Support : Livre
Auteur (s) : Mezzo (Dessin) – J. M. Dupont (Scénario)
Type d’ouvrage : B.D
Nombre de pages : 62
Editeur : Glenat
L’avis du chroniqueur (*) : Indispensable
Il est bien connu que la perfection n’est pas de ce monde. Pourtant, à la vue de cette magnifique BD, on peut être certain que nous n’en sommes pas très loin. Sous quelque angle qu’on le prenne – artistique, historique, narratif – l’ouvrage est époustouflant.
Certains esprits chagrins diront que le parti pris par l’auteur de présenter le narrateur comme étant Lucifer, fait tomber son récit dans l’un des clichés les plus bateau qui soit concernant le Blues. Pourtant, personnellement, je trouve que cela colle parfaitement à l’histoire de ce musicien mythique qu’est Robert Johnson telle qu’elle est racontée ici. Non pas que je puisse croire une seconde au pacte faustien, le narrateur (Lucifer) n’y croit d’ailleurs pas une seconde lui-même. En revanche, la vie et la musique de Johnson sont un tel mystère entouré de drames que l’on peut aisément se prêter au jeu.
Les planches de dessins sont d’une beauté crépusculaire, et chacun d’entre eux est une œuvre d’art à part entière. Les détails ont sans aucun doute fait l’objet de recherches approfondies, reflétant parfaitement l’environnement de l’époque. Il s’en faut de peu pour que les notes de musique, les râles d’orgasmes ou les cris de violence ne s’échappent de la bande dessinée.
D’un point de vue historique, Mezzo & Jean Michel Dupont nous apprennent certains détails jusqu’ici peu connus sur Robert Johnson. Comme cette cataracte contractée très jeune et qui lui donne le regard fascinant que nous lui connaissons, l’identité de la jeune femme dont Robert pleure le départ dans « love in vain » (Willie Mae, la cousine d’Honeyboy Edwards), ou encore, plus troublant, le fait qu’il aurait survécu au poison, finalement emporté par une pneumonie et la syphilis.
Le livre pose aussi une question intéressante (et sans réponse à ce jour): pourquoi Robert Johnson est-il retourné vivoter dans le Sud alors que de fructueuses opportunités professionnelles s’offraient à lui dans les grandes métropoles du Nord ?
Enfin, l’auteur n’oublie pas que Robert Johnson sera avec Muddy Waters la principale source d’inspiration de quelques jeunes sauvageons, sujets de sa très gracieuse majesté, au début des sixties. Éric Clapton, les Rolling Stones et quelques autres s’approprieront « la musique du Diable » créée par Johnson et Waters pour la réimplanter sur sa terre natale.

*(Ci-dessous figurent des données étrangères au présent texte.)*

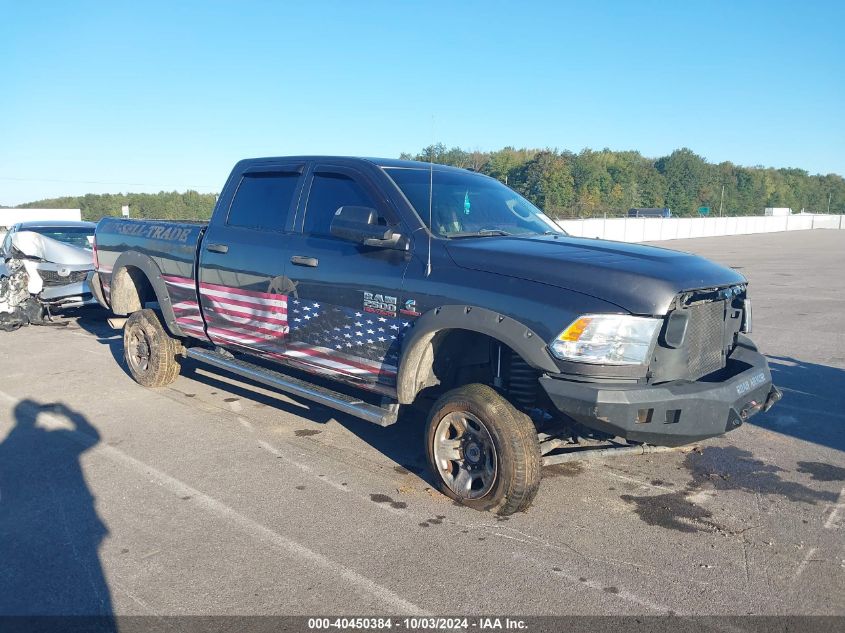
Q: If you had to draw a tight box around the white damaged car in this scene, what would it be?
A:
[0,221,97,329]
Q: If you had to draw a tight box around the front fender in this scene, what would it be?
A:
[110,251,185,337]
[396,305,560,404]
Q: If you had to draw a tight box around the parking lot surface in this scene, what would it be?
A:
[0,231,845,615]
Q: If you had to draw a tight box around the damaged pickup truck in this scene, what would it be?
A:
[0,221,96,331]
[93,157,780,514]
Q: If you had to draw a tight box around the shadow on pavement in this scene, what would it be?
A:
[0,400,114,620]
[751,356,845,451]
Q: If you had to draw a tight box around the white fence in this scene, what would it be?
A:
[558,215,845,242]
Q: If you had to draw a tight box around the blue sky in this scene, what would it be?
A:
[0,0,845,205]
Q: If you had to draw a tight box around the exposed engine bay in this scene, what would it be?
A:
[0,231,93,331]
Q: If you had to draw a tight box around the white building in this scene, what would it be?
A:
[0,209,82,228]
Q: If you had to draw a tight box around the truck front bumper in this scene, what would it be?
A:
[540,337,781,446]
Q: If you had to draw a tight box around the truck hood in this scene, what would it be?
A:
[446,236,746,315]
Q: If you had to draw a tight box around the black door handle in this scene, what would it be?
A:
[205,244,229,254]
[290,255,320,268]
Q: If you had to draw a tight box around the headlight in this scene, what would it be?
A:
[549,314,663,365]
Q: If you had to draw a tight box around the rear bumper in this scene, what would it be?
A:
[540,337,781,446]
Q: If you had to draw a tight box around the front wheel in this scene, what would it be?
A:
[426,384,541,515]
[123,309,181,387]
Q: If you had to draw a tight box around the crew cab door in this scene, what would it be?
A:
[199,164,304,358]
[286,164,410,394]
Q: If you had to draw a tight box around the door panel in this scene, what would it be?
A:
[199,166,302,358]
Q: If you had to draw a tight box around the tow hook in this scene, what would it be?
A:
[763,385,783,412]
[739,385,783,421]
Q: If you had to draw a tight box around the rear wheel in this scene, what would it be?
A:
[123,309,181,387]
[426,384,541,515]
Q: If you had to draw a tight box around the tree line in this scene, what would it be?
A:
[13,143,845,220]
[401,143,845,218]
[19,191,217,221]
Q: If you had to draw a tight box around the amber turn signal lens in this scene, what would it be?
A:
[558,317,592,341]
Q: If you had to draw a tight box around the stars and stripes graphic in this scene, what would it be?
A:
[286,297,411,384]
[164,276,412,385]
[162,275,206,339]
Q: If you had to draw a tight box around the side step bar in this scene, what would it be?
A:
[187,347,399,426]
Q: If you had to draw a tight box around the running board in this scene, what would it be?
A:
[187,347,399,426]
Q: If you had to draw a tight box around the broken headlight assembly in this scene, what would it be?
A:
[549,314,663,365]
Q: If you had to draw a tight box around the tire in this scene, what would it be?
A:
[123,309,182,387]
[425,384,542,515]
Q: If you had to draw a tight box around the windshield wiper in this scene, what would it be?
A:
[446,229,511,239]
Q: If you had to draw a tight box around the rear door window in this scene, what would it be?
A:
[226,172,300,231]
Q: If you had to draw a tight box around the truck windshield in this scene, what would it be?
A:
[384,167,566,239]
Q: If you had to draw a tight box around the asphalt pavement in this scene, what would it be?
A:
[0,230,845,615]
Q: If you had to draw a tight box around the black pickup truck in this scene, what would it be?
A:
[93,156,780,514]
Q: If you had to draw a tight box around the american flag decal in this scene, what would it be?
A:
[164,276,413,386]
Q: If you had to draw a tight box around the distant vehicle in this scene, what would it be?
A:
[92,156,780,514]
[0,221,97,316]
[628,207,672,218]
[0,209,82,231]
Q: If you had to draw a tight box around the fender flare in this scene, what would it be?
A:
[396,305,560,404]
[111,251,185,337]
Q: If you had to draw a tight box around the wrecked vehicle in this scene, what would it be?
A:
[92,157,780,514]
[0,221,96,330]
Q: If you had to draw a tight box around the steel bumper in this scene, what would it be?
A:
[540,337,781,446]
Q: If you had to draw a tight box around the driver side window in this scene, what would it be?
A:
[302,172,378,236]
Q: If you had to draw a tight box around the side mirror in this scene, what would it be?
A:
[329,206,395,246]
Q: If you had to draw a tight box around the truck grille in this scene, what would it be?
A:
[38,270,88,286]
[686,301,725,380]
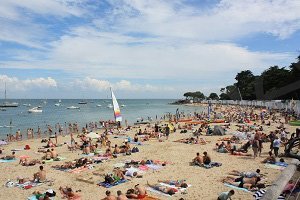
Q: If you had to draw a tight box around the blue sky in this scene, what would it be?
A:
[0,0,300,98]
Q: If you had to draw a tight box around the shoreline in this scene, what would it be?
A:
[0,106,295,200]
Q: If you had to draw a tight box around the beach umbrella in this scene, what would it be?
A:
[86,132,100,139]
[0,140,7,146]
[253,189,285,200]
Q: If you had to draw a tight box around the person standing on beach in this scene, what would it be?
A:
[218,190,234,200]
[165,125,170,140]
[273,136,281,157]
[252,137,259,159]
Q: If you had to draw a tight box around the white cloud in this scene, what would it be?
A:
[71,77,174,92]
[0,0,300,97]
[0,74,57,91]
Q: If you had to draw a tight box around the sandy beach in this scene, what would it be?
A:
[0,104,296,200]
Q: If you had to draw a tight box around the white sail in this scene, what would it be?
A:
[110,88,122,122]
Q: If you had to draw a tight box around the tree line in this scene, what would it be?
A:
[183,55,300,101]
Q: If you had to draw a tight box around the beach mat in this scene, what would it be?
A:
[98,179,128,188]
[43,156,67,163]
[81,153,95,156]
[0,159,16,163]
[224,183,251,193]
[265,163,285,171]
[146,187,172,198]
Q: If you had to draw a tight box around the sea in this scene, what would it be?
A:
[0,99,204,139]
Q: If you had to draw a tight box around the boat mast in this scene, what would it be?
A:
[4,82,6,100]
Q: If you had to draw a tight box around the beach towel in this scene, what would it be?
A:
[265,163,285,171]
[15,181,43,190]
[253,189,285,200]
[224,183,251,192]
[11,149,24,151]
[159,183,192,192]
[146,187,172,197]
[202,162,222,169]
[43,156,66,163]
[98,179,128,188]
[81,153,95,156]
[146,164,163,170]
[0,159,16,163]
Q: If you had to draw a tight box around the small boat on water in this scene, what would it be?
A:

Robert Johnson, ou sa légende, ont déjà fait couler beaucoup d’encre, mais très peu de ce calibre. Les auteurs réussissant l’exploit de faire de leur ouvrage un livre tout public. Les amateurs de blues et de Robert Johnson verront là un ouvrage de référence. Les autres y trouveront un aperçu fidèle de ce qu’était la vie d’un musicien noir dans le Sud des États-Unis il y a un siècle.